Market access for biofuels stressed
Source: Joseph Morton • WORLD-HERALD BUREAU • Posted: Monday, February 20, 2012
WASHINGTON — Lawmakers are looking for ways to boost production of ethanol and other biofuels in the absence of federal subsidies that expired at the end of last year.
As Congress moves toward assembling a new farm bill, the conversation at a recent meeting of the Senate Agriculture Committee turned repeatedly to the need to improve the country’s infrastructure for biofuels.
Sen. Tom Harkin, D-Iowa, cited a new $200 million plant that Novozymes will open later this year in Blair, Neb. It will produce enzymes that make corn-based ethanol production more efficient and other enzymes that break down materials such as crop residue and switch grass.
Other than the Blair plant, Novozymes is focusing future expansion efforts overseas because of uncertainty about the direction of U.S. energy policy, Bloomberg News reported Friday.
“I don’t think it comes down to whether or not we need much financial support,” Harkin said at the hearing. “What we need is market access.”
Harkin said getting that market access depends on three things: more flex-fuel vehicles that run on higher blends of ethanol; more blender pumps at gasoline stations to distribute the higher blends; and a dedicated pipeline that will move the fuels from the Midwest, where they are mostly produced, to the East, where there is greater demand.
Fifty percent of all gasoline stations need to have one blender pump each by 2020. The pipeline will likely need some form of loan guarantee by the government to move forward.
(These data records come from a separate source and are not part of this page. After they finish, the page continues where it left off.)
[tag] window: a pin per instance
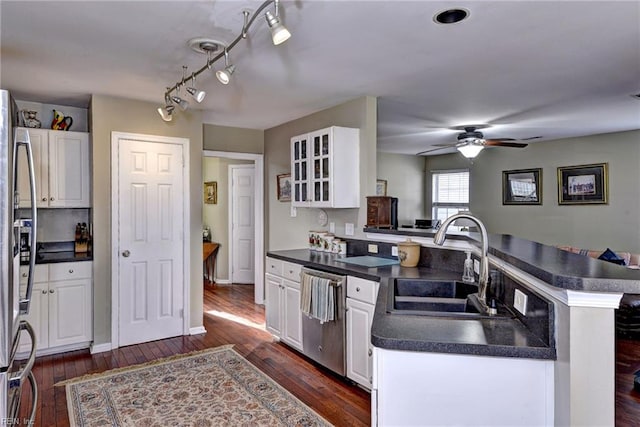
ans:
(450, 193)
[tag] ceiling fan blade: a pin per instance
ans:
(495, 143)
(433, 149)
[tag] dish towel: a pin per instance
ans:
(317, 298)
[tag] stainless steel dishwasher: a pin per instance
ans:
(325, 342)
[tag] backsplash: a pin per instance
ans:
(59, 225)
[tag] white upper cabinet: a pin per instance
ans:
(61, 166)
(325, 168)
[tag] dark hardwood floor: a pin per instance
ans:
(230, 317)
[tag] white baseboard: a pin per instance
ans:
(197, 330)
(100, 348)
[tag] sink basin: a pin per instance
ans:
(434, 298)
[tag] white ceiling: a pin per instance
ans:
(554, 69)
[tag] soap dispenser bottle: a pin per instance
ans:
(467, 271)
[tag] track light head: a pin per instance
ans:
(279, 33)
(166, 112)
(224, 76)
(197, 94)
(180, 102)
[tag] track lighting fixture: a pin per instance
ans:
(224, 75)
(166, 112)
(279, 34)
(197, 94)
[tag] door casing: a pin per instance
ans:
(258, 161)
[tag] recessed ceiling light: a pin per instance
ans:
(450, 16)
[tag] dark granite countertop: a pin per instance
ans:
(54, 252)
(554, 266)
(504, 337)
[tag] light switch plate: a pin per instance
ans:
(348, 229)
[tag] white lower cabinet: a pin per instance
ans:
(283, 315)
(361, 298)
(60, 309)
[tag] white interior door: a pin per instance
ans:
(242, 224)
(150, 221)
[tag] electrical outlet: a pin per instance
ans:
(348, 229)
(520, 301)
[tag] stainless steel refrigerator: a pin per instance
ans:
(14, 142)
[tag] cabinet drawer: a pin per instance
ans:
(274, 266)
(291, 271)
(69, 271)
(41, 274)
(362, 290)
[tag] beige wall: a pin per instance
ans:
(405, 176)
(615, 225)
(110, 114)
(216, 216)
(281, 230)
(232, 139)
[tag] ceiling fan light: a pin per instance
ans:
(471, 150)
(224, 76)
(279, 33)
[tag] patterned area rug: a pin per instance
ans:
(215, 387)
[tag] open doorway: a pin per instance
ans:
(218, 217)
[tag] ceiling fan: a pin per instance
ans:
(471, 141)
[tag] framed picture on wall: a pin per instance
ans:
(381, 187)
(284, 187)
(211, 192)
(583, 184)
(522, 187)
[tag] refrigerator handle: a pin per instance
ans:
(22, 138)
(24, 372)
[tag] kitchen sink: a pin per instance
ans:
(435, 298)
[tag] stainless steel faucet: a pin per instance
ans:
(440, 236)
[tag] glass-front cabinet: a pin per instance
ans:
(299, 166)
(325, 168)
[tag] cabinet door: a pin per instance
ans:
(69, 169)
(273, 304)
(38, 318)
(300, 170)
(292, 315)
(39, 146)
(69, 312)
(359, 350)
(321, 176)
“You do those things, we don’t have any worries,” Harkin said. “These biofuel plants are going to be built all over.”
Agriculture Secretary Tom Vilsack, who testified before the committee, agreed that market access is important. He told Harkin that his department will push blender pump distribution through its existing programs.
Sen. Ben Nelson, D-Neb., said expanding the source material for ethanol will be necessary in order to reach the existing renewable fuel standard, which calls for 36 billion gallons of production by 2022.
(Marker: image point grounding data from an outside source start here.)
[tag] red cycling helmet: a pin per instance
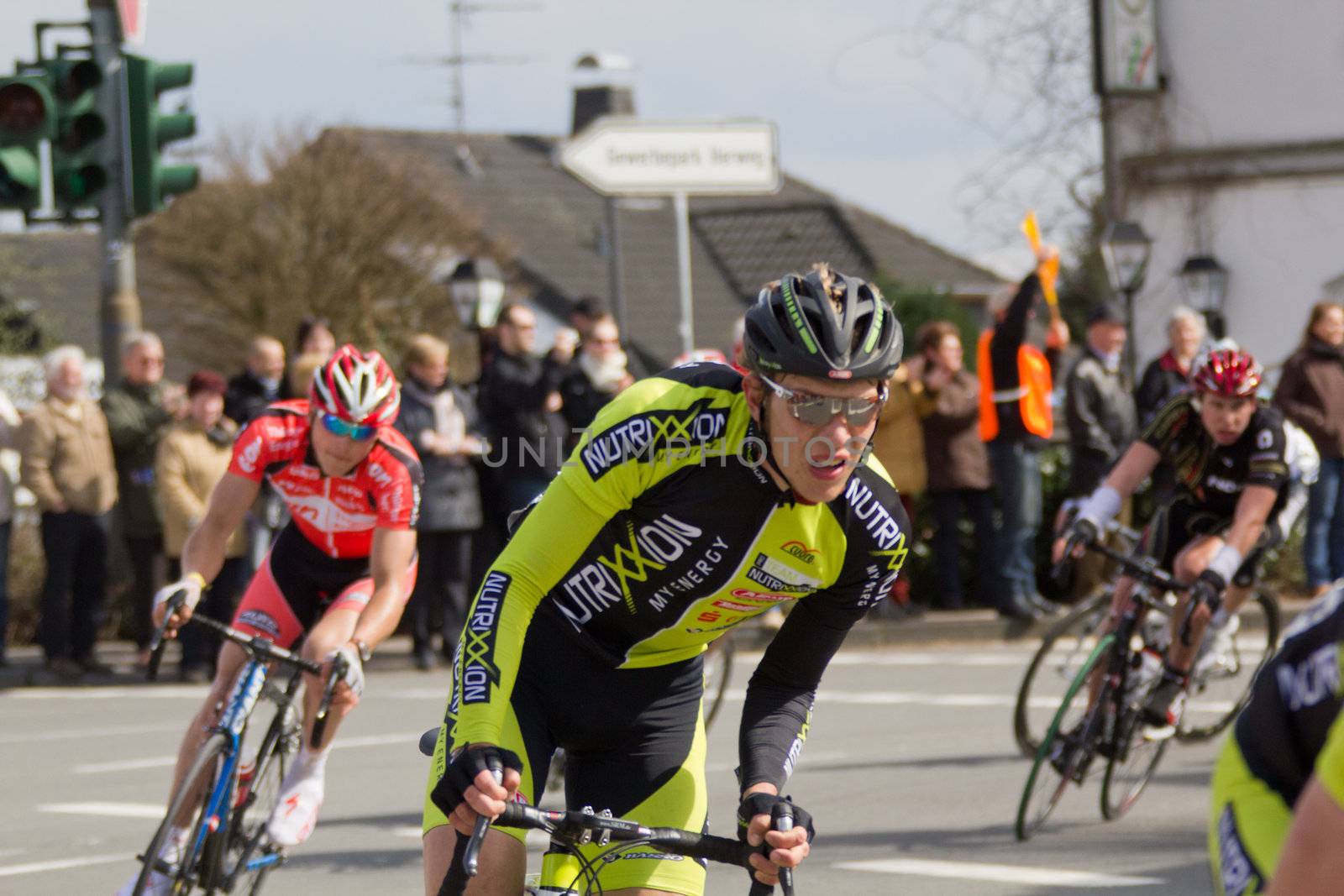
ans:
(1226, 371)
(358, 387)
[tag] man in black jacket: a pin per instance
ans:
(521, 402)
(261, 382)
(1099, 402)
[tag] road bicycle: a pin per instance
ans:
(568, 872)
(1122, 668)
(1221, 680)
(226, 799)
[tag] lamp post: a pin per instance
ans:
(1203, 282)
(477, 291)
(477, 288)
(1126, 249)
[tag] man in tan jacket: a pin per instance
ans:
(192, 458)
(67, 465)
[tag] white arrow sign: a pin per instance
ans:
(629, 156)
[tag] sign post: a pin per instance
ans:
(620, 156)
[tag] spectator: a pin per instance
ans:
(192, 458)
(1168, 374)
(1016, 422)
(519, 401)
(302, 374)
(315, 336)
(1099, 402)
(67, 465)
(441, 422)
(10, 425)
(898, 443)
(586, 312)
(1310, 392)
(261, 382)
(139, 411)
(596, 376)
(958, 468)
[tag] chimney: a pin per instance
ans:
(601, 92)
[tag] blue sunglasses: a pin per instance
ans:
(356, 432)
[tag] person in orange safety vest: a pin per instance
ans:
(1016, 423)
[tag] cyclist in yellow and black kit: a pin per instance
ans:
(699, 499)
(1289, 728)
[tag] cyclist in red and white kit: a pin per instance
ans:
(340, 571)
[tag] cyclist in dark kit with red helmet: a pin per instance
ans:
(1227, 454)
(338, 575)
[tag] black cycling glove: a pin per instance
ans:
(759, 804)
(464, 768)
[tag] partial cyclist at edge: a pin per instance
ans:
(338, 575)
(699, 499)
(1229, 456)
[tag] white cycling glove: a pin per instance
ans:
(354, 668)
(192, 586)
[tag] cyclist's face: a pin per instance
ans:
(1226, 418)
(338, 454)
(816, 459)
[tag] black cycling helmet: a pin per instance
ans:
(823, 324)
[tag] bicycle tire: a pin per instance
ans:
(718, 672)
(1042, 770)
(188, 876)
(1132, 752)
(248, 831)
(1085, 618)
(1206, 683)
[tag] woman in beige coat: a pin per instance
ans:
(192, 457)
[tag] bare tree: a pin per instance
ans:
(1038, 105)
(304, 228)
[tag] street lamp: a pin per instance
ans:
(1203, 282)
(477, 288)
(1126, 249)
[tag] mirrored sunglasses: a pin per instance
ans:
(817, 410)
(356, 432)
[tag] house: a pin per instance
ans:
(1238, 156)
(554, 231)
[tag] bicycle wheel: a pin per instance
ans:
(1222, 683)
(1054, 667)
(1133, 763)
(201, 856)
(718, 671)
(249, 856)
(1052, 774)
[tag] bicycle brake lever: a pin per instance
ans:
(470, 859)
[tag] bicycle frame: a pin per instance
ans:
(233, 721)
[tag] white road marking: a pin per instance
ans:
(42, 736)
(963, 700)
(999, 873)
(172, 692)
(407, 739)
(60, 864)
(108, 810)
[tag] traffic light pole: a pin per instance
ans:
(120, 304)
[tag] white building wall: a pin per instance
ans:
(1243, 73)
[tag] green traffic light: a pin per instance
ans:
(152, 181)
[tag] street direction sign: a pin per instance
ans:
(622, 156)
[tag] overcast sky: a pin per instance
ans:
(867, 105)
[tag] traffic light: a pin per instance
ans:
(151, 130)
(78, 161)
(27, 117)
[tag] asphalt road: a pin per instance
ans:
(911, 772)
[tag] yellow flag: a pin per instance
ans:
(1047, 270)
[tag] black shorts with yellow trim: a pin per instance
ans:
(633, 743)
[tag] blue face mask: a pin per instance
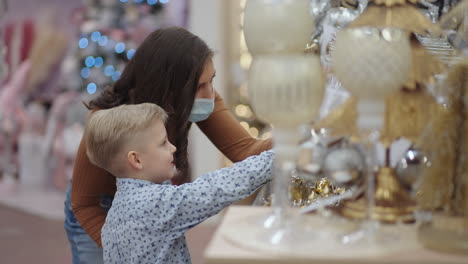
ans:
(201, 110)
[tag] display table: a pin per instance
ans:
(237, 242)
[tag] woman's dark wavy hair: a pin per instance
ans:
(165, 70)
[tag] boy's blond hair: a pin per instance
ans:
(107, 131)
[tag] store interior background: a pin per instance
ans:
(31, 219)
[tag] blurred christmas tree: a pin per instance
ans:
(111, 30)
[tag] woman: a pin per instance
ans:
(174, 69)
“We know that in order to do that we’re going to have a greater diversification of feedstocks,” Nelson said.
Vilsack said his department is doing research on how to use feedstocks more efficiently.
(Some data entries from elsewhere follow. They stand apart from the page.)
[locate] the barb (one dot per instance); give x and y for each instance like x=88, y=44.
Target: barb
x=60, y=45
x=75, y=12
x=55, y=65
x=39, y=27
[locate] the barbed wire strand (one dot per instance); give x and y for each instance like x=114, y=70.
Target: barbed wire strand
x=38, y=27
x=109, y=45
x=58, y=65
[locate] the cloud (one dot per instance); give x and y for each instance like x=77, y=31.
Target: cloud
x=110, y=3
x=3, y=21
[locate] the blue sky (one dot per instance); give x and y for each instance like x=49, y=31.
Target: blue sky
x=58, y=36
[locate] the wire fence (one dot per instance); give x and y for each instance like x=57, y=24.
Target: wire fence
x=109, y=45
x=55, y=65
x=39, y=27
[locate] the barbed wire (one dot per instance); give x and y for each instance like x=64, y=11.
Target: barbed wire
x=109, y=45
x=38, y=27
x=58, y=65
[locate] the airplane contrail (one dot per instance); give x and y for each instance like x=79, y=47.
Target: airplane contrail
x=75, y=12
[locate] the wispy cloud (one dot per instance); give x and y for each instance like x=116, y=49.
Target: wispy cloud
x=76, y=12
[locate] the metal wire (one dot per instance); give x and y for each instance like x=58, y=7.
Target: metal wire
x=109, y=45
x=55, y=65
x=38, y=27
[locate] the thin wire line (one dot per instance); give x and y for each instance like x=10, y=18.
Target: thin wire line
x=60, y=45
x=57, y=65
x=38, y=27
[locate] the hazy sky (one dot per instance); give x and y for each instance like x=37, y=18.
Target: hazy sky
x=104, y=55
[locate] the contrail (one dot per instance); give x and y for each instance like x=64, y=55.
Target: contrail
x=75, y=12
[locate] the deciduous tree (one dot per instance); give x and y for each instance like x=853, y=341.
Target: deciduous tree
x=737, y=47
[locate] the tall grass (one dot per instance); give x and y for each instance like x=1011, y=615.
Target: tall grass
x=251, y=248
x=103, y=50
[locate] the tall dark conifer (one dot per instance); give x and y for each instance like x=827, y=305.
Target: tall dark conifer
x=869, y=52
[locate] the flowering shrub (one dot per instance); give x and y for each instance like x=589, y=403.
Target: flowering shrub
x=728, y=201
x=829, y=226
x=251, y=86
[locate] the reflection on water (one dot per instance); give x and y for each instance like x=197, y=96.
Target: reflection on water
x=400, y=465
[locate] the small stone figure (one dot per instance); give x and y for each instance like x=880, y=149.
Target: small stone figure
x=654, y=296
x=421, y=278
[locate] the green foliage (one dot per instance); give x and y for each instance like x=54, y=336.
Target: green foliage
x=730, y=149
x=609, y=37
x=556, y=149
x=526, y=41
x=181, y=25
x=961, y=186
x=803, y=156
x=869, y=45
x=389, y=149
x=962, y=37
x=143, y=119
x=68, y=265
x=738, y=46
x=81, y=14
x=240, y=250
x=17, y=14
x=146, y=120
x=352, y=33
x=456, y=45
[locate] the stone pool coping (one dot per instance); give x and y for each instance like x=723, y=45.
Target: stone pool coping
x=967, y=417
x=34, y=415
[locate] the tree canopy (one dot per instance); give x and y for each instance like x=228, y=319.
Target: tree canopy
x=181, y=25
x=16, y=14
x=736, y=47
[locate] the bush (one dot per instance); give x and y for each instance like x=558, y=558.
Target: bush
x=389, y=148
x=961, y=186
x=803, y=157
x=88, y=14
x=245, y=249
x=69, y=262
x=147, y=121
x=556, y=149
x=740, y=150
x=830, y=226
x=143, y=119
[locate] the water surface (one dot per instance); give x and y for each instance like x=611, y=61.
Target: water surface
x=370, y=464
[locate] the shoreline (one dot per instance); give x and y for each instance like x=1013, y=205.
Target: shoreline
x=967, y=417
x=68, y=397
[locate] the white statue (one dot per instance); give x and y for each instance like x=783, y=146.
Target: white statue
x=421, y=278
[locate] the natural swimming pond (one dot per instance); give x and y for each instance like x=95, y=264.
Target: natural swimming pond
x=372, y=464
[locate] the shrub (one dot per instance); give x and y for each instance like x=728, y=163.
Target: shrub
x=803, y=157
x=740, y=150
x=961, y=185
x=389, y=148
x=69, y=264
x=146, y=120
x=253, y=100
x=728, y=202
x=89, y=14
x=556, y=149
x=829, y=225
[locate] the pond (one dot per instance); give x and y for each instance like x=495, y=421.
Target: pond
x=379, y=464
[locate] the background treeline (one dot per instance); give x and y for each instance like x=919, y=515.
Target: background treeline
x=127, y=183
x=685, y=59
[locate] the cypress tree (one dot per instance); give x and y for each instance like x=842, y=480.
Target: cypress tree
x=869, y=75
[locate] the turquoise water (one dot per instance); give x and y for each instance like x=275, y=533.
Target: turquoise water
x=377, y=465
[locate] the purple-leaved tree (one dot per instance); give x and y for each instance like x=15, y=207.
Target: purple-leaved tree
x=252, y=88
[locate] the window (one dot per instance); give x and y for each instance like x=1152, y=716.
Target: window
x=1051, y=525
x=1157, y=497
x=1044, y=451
“We’re also providing assistance to buy refineries in all parts of the country that use different feedstocks so we can determine what is commercially feasible,” the former Iowa governor said.
He also said the government needs to examine how it supports the credit needs of companies that are exploring cutting-edge methods of biofuels production.
Government tends to assist companies at the outset and the private sector steps in once the enterprise has proven to be commercially viable, Vilsack said, but Congress should consider ways to bridge the “credit gap” between those two stages.